Sunday, 7 July 2013

Incroyable, fraude aux examen

Copy of stolen exam
The last few weeks the papers were filled with the largest exam fraud ever in the Netherlands, the news even reached the New York Times. Three high school students were arrested under the suspicion of stealing copies of national tests of over 20 courses. The fraud was first detected at the end of May when a French Language test was posted online. To be save the board of Examination postponed the French test, affecting almost 17,000 students. It is unclear how many students benefited from the stolen exams, investigations are still in progress. As a precaution, all exams for the school at which the exams were stolen have been declared invalid and the students had to take the examinations again.  But will all those who benefited from the stolen exams be found, even if they studied at other schools? Luckily, fraud can be detected using mathematical techniques and sharp thinking.

Fraud and cheating is of all times. As W.C. Fields puts it: “if it is worth having, it’s worth cheating for”. In the case of the Dutch exam fraud, since most of courses are examined using multiple choice tests, statistical test can be applied to find smoking guns for fraud. During an examination, each student fills in a scantron bubble sheet. These sheets can be read using a special device that digitizes the sheet into a string similar to:

012345678           2333324424444441241255352413511441414343113412.....

The string starts with the student id number followed by the answer string. The numbers 1,2 ... map to answers A,B ... respectively. Comparing this string with the answer key will result in the number of correct answers and the overall score. When a student wants (or needs) to cheat to pass the exam, he probably doesn’t want to change all the wrong answers, that would give a way too much certainly if his past performance is not that good. So, he needs to decide which answers to change, for example by making mistakes on purpose.  It would be reasonable to expect that the more difficult the questions, the more students will get the answer wrong. Since the fraudulent student doesn’t know which questions are more difficult than others, his answers will deviate from the expected pattern as he will have more difficult questions right and more simple ones wrong. This deviation can be detected using statistical tests. In case students cooperate (or conspire), their answers will have a similar pattern. By using statistics to test for similarity of parts of the answer string these patterns can be detected as well, for example using Cohen’s Kappa statistic.

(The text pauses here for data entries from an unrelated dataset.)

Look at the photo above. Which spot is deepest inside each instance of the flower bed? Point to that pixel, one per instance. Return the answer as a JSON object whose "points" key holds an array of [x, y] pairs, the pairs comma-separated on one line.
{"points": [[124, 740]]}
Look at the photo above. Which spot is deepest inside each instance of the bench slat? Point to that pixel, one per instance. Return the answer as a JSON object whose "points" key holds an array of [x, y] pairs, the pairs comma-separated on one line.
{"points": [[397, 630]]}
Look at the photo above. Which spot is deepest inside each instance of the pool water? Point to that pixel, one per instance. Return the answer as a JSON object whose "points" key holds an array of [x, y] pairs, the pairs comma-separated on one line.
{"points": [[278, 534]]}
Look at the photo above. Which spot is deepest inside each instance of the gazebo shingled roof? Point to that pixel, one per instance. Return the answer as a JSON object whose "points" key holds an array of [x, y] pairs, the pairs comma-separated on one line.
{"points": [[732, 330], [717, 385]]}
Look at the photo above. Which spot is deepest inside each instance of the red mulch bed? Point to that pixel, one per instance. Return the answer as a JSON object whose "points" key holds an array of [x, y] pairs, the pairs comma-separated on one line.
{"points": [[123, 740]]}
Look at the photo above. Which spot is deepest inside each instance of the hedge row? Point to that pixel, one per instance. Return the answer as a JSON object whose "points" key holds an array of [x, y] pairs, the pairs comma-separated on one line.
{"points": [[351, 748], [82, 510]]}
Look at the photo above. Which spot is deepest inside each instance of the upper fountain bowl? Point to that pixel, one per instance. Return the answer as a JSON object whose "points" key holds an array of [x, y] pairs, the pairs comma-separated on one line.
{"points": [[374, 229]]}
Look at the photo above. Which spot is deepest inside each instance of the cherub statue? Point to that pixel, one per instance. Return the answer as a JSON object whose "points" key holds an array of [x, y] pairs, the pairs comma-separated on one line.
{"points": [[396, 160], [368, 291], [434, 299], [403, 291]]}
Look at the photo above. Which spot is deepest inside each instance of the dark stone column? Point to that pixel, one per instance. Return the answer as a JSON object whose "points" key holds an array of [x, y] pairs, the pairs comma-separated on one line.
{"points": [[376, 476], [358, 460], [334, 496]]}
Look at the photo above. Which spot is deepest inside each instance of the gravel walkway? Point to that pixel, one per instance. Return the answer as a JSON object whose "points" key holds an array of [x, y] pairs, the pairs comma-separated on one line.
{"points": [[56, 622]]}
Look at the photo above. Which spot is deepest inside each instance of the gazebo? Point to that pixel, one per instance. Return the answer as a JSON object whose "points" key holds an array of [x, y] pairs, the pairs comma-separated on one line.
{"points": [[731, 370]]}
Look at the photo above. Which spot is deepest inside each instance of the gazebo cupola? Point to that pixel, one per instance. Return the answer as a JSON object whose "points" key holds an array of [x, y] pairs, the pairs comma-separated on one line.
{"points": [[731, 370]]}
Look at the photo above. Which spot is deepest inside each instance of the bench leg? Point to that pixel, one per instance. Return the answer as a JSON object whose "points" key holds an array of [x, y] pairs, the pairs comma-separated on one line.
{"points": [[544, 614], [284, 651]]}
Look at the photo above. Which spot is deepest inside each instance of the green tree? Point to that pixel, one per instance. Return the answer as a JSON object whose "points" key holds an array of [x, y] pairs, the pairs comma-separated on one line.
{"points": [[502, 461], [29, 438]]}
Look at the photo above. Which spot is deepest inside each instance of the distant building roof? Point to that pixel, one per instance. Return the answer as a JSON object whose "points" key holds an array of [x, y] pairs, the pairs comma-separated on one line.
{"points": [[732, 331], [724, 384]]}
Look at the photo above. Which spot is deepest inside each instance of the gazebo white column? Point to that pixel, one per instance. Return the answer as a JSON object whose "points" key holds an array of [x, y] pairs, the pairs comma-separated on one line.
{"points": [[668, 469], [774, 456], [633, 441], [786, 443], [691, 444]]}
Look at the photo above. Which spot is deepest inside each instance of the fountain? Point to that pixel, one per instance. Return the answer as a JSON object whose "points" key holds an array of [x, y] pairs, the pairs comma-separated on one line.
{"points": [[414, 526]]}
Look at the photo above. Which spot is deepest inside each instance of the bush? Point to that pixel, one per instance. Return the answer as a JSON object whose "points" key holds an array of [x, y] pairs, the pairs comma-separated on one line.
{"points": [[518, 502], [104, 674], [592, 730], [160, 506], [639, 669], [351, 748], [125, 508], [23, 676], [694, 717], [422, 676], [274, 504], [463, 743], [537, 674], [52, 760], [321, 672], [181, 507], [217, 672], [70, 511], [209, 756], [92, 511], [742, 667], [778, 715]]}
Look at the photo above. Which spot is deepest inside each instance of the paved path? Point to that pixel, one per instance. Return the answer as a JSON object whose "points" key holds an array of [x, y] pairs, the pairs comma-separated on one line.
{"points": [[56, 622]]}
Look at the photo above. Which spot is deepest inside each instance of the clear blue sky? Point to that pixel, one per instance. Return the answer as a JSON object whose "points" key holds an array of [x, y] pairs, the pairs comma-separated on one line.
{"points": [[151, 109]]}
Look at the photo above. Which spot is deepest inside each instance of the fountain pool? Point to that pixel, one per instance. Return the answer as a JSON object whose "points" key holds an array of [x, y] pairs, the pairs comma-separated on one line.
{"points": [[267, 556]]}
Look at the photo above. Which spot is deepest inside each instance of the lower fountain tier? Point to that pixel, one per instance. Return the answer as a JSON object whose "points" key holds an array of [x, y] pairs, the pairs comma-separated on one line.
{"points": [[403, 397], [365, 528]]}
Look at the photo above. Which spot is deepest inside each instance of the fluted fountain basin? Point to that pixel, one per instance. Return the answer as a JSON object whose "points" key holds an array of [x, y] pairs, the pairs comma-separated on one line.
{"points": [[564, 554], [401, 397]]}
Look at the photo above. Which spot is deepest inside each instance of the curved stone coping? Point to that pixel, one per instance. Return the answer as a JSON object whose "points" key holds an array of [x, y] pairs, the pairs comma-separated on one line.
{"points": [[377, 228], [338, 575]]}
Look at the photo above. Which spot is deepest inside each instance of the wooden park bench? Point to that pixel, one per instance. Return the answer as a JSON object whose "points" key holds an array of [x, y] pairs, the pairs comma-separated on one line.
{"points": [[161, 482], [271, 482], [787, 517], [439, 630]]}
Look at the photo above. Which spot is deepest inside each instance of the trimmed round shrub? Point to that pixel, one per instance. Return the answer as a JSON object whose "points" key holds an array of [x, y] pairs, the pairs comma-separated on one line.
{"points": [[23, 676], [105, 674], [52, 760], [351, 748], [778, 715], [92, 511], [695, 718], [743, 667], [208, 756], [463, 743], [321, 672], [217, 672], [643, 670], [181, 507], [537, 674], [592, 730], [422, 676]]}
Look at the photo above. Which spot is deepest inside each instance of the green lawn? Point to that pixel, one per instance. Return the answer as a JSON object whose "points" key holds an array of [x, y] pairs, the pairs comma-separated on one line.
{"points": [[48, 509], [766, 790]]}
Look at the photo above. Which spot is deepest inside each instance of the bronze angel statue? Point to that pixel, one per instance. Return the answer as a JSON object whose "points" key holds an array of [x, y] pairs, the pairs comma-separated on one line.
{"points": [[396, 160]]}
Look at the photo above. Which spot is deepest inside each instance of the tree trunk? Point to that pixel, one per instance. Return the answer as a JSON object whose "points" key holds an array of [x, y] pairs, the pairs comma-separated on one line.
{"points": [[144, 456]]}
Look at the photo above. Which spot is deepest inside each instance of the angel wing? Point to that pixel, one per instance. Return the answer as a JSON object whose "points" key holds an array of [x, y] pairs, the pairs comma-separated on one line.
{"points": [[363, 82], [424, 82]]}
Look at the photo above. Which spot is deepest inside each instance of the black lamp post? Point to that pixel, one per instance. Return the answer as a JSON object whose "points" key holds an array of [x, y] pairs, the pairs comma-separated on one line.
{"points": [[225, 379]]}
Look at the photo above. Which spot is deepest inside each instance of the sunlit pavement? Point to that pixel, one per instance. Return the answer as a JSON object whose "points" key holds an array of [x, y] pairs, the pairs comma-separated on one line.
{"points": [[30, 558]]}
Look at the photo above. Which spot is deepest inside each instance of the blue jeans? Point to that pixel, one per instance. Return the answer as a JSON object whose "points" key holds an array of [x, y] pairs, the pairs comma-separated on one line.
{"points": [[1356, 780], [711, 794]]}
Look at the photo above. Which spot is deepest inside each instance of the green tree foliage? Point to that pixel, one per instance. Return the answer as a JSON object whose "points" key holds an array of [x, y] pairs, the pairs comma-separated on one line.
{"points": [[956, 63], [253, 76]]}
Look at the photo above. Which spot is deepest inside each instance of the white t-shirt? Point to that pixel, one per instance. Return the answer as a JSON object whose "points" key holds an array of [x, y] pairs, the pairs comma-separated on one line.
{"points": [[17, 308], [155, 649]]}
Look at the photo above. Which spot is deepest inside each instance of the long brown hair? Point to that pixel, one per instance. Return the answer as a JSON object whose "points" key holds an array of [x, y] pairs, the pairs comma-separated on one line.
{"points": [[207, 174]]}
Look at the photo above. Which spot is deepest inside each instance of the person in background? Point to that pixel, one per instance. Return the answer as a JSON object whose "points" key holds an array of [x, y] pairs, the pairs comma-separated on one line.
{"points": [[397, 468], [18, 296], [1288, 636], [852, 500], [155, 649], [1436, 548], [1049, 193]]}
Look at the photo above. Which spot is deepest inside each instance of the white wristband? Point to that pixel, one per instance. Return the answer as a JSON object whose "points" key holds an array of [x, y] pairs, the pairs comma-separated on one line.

Cheating is everywhere, not only in high school exams. Using statistical tests this can be detected, even when there are no stolen exams uploaded to the Internet that act as a red flag. The tests indicate that something might be wrong and could direct further investigations. These tests don't only expose students but teachers and professors as well. In 2011 Diederik Stapel professor and dean of the School of Social and Behavioral Sciences at Tilburg University stepped down because of committing research fraud. It was his misuse of statistics that gave him away. The numbers didn’t lie, even though they were made up.